Mercury's real perihelion precesses by 43 arcseconds per century purely because of this same GR correction term applied to the Sun's much weaker gravity — the calculation that convinced physicists general relativity was right.

Frequently asked questions

What is the Schwarzschild radius (rs)?

It's the radius rs = 2GM/c² at which the escape velocity from a non-rotating mass equals the speed of light, defining the event horizon of a Schwarzschild black hole. Nothing, not even light, can escape from inside r = rs once it crosses.

What is the photon sphere?

The photon sphere sits at r = 1.5 rs, where light itself can, in principle, orbit the black hole in an unstable circular path.
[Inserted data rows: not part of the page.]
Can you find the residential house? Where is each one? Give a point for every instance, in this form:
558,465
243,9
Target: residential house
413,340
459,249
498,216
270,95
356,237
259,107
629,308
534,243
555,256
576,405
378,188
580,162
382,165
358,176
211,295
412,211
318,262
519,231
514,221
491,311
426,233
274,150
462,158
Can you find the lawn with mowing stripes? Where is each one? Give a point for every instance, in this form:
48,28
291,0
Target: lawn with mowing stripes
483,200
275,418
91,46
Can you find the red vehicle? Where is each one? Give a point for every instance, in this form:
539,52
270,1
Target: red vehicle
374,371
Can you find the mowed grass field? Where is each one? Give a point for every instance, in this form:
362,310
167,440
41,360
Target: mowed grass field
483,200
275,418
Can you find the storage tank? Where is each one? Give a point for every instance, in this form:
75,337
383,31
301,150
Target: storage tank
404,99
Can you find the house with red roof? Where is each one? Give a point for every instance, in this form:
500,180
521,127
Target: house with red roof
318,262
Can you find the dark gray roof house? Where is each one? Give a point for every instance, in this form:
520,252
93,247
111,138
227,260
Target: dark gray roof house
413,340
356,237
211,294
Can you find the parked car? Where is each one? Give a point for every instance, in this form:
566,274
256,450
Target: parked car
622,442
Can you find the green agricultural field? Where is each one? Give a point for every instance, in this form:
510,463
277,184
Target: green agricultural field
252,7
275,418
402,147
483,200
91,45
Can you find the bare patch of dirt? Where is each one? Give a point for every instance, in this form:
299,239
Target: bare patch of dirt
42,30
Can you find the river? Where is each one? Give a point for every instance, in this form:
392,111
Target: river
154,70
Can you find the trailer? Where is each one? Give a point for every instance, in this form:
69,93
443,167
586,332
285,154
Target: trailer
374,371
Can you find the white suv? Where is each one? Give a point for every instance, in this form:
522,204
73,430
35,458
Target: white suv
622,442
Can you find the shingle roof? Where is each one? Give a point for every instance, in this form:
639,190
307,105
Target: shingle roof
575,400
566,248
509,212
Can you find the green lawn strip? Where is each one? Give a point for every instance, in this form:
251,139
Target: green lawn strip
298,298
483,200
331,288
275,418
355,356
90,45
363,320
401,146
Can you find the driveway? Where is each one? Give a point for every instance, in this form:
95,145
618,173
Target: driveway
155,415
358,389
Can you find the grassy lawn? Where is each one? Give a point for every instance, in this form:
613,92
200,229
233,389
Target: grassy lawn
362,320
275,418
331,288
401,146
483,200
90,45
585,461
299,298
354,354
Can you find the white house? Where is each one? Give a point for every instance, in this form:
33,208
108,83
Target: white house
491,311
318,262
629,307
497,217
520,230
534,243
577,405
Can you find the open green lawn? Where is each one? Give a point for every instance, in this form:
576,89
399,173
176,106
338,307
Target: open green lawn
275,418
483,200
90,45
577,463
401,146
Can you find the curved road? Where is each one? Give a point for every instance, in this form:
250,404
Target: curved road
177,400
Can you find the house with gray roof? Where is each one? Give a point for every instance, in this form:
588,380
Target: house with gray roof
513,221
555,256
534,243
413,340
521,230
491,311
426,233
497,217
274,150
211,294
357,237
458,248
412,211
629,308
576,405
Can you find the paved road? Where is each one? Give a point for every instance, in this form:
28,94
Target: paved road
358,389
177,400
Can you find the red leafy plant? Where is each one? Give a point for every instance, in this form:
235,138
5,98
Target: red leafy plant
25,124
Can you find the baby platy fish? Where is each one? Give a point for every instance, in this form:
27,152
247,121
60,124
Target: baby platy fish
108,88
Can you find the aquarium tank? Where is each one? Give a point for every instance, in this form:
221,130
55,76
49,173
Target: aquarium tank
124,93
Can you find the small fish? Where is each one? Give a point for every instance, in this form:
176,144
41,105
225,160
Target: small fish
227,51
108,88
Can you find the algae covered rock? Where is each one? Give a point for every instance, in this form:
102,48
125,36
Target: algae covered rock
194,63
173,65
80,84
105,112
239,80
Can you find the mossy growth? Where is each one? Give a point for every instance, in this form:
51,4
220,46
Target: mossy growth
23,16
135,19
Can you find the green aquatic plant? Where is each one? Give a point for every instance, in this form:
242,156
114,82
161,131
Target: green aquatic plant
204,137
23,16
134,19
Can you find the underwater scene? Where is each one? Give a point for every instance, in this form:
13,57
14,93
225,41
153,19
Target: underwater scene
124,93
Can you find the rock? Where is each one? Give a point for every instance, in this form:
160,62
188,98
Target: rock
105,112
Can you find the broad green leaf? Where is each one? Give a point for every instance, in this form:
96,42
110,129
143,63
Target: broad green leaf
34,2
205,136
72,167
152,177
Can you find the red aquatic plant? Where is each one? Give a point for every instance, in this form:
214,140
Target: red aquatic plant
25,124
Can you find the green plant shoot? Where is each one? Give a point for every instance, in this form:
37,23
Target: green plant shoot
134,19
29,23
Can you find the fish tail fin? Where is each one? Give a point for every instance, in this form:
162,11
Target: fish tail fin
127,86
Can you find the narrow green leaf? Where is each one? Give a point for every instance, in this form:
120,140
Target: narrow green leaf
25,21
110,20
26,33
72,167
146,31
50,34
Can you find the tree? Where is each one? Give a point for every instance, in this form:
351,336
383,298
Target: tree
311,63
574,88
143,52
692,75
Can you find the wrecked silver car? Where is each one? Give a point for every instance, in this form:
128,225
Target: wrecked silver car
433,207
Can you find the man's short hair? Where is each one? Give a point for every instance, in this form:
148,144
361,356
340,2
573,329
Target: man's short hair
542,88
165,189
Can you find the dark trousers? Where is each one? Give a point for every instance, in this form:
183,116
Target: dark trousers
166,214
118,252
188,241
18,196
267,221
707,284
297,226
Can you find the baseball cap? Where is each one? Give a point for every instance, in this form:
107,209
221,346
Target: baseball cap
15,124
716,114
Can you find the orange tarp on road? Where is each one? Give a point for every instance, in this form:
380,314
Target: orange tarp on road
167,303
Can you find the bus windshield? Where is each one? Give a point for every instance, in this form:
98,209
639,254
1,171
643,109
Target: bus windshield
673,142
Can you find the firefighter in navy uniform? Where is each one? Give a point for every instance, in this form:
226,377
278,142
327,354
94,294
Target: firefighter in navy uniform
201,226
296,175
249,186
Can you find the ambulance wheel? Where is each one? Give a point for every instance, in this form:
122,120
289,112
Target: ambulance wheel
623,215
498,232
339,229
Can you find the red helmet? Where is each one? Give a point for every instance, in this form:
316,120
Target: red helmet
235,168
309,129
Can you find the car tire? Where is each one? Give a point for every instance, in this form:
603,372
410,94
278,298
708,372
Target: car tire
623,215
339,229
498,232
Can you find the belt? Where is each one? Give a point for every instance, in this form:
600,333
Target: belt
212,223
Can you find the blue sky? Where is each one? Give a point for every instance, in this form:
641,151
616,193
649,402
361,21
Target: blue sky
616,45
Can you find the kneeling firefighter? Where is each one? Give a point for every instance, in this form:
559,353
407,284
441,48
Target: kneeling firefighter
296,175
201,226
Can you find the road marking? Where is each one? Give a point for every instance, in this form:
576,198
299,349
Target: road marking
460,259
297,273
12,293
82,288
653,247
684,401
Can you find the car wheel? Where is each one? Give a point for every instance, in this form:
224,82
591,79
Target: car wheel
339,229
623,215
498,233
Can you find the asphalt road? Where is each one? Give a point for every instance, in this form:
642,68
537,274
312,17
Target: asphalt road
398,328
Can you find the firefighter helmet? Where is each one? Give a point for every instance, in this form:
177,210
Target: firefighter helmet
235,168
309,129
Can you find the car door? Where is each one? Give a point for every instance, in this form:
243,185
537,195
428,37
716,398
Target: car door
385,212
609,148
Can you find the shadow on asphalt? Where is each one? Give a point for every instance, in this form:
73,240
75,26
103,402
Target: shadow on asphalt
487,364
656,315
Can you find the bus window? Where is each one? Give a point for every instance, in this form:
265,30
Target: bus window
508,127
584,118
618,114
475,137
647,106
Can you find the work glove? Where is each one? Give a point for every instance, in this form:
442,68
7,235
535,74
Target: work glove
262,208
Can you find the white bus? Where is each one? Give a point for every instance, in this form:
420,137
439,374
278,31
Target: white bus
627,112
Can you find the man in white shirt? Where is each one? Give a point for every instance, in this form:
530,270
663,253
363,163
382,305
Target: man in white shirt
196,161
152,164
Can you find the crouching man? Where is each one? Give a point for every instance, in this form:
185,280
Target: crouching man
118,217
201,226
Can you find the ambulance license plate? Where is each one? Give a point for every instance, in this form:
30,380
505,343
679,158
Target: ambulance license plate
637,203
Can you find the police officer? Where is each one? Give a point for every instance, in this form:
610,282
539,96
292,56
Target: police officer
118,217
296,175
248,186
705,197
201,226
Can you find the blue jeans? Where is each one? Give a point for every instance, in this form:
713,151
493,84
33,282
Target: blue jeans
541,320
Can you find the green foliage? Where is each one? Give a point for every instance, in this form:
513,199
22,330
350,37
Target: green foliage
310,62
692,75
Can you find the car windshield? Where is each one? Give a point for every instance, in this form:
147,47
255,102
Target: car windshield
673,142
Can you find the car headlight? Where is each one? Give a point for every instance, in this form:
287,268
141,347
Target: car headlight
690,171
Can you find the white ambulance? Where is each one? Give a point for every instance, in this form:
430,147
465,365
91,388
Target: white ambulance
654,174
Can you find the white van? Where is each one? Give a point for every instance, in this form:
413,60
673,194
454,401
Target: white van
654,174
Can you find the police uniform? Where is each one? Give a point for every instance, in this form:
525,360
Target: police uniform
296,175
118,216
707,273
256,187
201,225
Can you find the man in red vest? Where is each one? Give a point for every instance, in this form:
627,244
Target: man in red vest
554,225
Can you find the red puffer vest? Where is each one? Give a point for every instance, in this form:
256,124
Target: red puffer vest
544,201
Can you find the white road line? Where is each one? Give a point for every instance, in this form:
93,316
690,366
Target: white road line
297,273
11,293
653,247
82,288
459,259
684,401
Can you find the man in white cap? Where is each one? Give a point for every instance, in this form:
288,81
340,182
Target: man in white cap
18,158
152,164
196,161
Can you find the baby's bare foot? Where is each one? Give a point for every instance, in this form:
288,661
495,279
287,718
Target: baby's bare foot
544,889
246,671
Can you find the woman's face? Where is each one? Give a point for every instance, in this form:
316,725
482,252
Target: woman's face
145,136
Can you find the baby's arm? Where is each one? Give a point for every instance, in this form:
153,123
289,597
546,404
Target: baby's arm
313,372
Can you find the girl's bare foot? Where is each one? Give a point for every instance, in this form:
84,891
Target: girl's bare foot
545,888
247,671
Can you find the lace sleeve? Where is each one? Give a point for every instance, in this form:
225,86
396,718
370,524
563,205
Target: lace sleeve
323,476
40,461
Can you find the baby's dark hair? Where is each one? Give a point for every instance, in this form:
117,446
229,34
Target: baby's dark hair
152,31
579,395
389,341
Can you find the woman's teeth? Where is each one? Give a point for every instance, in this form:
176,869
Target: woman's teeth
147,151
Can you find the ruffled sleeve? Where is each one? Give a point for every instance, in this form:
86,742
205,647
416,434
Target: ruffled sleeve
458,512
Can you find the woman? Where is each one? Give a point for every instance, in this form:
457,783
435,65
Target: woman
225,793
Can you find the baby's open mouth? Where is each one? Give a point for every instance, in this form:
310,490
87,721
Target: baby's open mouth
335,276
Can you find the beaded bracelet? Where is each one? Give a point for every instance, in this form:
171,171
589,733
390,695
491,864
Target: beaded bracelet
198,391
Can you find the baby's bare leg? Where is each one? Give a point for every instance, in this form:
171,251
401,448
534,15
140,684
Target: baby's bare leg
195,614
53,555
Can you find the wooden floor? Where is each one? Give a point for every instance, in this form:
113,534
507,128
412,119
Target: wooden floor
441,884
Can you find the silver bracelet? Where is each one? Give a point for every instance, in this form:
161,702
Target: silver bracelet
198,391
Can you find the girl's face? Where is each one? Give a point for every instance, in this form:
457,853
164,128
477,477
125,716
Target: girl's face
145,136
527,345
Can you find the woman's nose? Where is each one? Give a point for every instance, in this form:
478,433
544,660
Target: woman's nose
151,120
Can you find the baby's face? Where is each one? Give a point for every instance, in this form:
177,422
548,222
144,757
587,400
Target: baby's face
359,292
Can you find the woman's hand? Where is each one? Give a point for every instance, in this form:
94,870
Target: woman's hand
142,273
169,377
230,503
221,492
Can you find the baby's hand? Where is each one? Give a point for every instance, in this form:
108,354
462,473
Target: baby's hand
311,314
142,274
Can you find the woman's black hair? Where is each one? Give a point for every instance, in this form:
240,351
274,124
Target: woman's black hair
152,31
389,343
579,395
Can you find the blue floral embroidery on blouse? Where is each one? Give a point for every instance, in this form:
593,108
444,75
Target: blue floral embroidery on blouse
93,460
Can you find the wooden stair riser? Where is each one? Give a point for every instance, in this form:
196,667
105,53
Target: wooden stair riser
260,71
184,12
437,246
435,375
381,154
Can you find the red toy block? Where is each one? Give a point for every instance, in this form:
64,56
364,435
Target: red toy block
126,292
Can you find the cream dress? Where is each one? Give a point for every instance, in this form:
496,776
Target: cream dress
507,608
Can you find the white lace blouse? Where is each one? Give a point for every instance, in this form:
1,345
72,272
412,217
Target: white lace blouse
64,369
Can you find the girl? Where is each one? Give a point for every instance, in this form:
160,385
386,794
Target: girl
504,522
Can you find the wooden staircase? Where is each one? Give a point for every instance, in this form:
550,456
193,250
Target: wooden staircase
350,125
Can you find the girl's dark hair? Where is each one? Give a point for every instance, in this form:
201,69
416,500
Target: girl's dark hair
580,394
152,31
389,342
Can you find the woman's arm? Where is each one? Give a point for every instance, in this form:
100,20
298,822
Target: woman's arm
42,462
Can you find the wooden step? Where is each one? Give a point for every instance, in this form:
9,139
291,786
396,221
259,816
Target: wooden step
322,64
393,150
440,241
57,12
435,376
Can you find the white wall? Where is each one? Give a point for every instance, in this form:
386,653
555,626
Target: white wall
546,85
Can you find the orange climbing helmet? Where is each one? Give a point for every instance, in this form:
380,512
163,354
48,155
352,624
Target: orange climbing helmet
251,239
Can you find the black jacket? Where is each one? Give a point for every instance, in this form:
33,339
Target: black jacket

Any perturbation sends a photon either spiraling in or escaping outward, which is why it appears as a sharp dashed ring in the simulation rather than a place you can safely park an orbit.

What does ISCO mean and why does it matter?

ISCO stands for innermost stable circular orbit, located at r = 3 rs for a Schwarzschild black hole. Inside this radius, circular orbits become dynamically unstable and any inward perturbation causes the orbiting body to spiral into the horizon — which is why accretion disks around real black holes have an inner edge near this radius.

Why do the orbits precess instead of forming closed ellipses?

In Newtonian gravity a bound orbit is a fixed ellipse that never rotates. General relativity adds an extra 1/r³ term to the effective potential, so each orbit's perihelion advances by a small angle every revolution — the "Precessing Ellipse" preset makes this rosette pattern easy to see.

What happens in the "Plunging" and "Escape" presets?

The Plunging preset starts a particle with too little angular momentum to resist gravity at its radius, so it spirals inward and crosses the event horizon at r = rs. The Escape preset gives the particle enough energy (Ẽ ≥ 1) to overcome the black hole's pull entirely and fly off to large r, never to return.